Second, as was painfully predictable and predicted, the bulk of political discussion in the wake of the WikiLeaks disclosures focuses not on our failing, sagging, pointless, civilian-massacring, soon-to-be-decade-old war, but rather on the Treasonous Evil of WikiLeaks for informing the American people about what their war entails. While it's true that WikiLeaks should have been much more careful in redacting the names of Afghan sources, watching Endless War Supporters prance around with righteous concern for Afghan lives being endangered by the leak is really too absurd to bear. You know what endangers innocent Afghan lives? Ten years of bombings, checkpoint shootings, due-process-free hit squads, air attacks, drones, night raids on homes, etc. etc.
Numerous government officials are predictably threatening not only WikiLeaks' sources with criminal prosecution, but WikiLeaks itself. That, of course, would be a major escalation of the Obama administration's war on whistle blowing leaks, which already easily surpasses the war waged by the Bush administration.
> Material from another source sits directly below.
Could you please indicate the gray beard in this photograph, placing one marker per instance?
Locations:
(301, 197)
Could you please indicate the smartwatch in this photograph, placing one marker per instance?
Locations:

And while some TV "journalists" are clearly receptive to such suggestions (MSNBC's Savannah Guthrie yesterday seemed downright excited by, even insistent on, such prosecutions), allowing prosecutions not for those who leak classified information, but also for those who receive and publish it, would obviously allow criminal sanctions to be aimed at journalists who publish or report on classifed information.
Third, the Obama administration is now advocating changes to the law that would empower federal law enforcement agents to compel companies to turn over citizens' Internet records without a warrant or any other form of judicial oversight. I wrote previously about the Obama DOJ's extremely dubious (and dangerous) arguments in court that the law already allows them to access such Internet and email records with no warrant, but now they are attempting to have Congress re-write the law to vest them with that power. Kevin Drum, Marcy Wheeler, and Adam Serwer have more on what this very significant expansion of oversight-free Surveillance State powers would mean.